American Society of Plant Biologists have elected Barry Pogson as a Corresponding Member. Two other corresponding members were also elected in 2018, Hiroo Fukuda and fellow Canberran and CSIRO colleague TJ Higgins.  Previous RSB members who have received this award include Bob Robertson, Ralph Slatyer, Graham Farquhar, Murray Badger, Susanne von Caemmerer and John Evans.
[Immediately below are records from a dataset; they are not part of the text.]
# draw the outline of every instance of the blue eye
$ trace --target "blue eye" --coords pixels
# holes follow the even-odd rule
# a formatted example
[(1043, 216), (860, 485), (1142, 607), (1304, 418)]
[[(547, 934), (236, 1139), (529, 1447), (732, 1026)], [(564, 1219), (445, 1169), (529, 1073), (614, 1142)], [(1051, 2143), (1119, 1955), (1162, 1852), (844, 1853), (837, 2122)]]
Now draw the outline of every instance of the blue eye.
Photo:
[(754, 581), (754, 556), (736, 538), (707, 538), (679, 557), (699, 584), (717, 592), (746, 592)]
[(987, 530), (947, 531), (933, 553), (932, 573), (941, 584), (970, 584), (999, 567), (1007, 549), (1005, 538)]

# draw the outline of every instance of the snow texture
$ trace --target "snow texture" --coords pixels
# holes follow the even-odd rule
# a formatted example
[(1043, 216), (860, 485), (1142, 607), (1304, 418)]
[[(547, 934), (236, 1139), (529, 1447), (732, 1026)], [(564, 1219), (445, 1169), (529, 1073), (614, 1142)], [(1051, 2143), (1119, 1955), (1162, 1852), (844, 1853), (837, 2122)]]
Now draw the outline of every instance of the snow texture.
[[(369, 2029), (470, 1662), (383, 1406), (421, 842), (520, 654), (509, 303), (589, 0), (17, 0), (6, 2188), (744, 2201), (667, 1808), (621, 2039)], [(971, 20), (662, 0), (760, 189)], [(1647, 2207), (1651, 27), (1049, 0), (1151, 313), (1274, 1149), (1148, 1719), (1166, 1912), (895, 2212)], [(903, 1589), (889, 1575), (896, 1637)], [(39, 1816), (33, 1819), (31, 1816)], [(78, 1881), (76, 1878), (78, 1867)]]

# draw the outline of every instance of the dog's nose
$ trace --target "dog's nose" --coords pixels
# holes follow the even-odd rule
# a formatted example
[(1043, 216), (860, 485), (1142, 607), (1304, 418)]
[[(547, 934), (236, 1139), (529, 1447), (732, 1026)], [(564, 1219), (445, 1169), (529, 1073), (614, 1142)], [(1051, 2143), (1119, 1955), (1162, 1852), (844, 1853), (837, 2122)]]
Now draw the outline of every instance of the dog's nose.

This honour, initially given in 1932, provides life membership and Society publications to distinguished plant biologists from outside the United States. The honor is conferred by election on the annual ballot. The committee selects no more than three (3) candidates, and these are placed on the ballot for approval of corresponding membership by majority vote. The president notifies successful candidates of their election. Election of a corresponding member is to be considered each year, and held if warranted, provided the election will not increase the number of corresponding members beyond two (2) percent of the dues-paying membership.


Barry Pogson is Deputy Director of the ARC Centre of Excellence in Plant Energy Biology of the Australian National University, Canberra. He has made relevant contributions to the field of chloroplast retrograde signals and their roles in the regulation of plant responses to adverse environments, such as drought, and in identifying the genes for carotenoid synthesis, pigments required for photosynthetic performance during oxidative stress and development.

Barry is recognized as a highly cited scientist by ISI and by ASPB. He has carried out duties as senior editor for The Plant Cell for a decade, and he has been acknowledged as an ASPB Top Author. He has been engaged with the international plant community by being involved in the Global Plant Council, the Plant Science Research Network, and Plantae, as well as being a member of the Multinational Arabidopsis Steering Committee. With these activities Barry has actively contributed to policy and funding issues of relevance to the global plant science community and ASPB in particular. This includes development of white papers on nutritional enhancement of foods, organization of forums on biofortification and new breeding technologies, and the authoring of policy statements on genome editing. Significantly, members of his lab received multiple national and international awards for research, mentoring and teaching excellence, demonstrating Barry’s contributions to support future generations of plant scientists. Barry’s achievements endorse his merit as an excellent candidate for the ASPB Corresponding Member Award.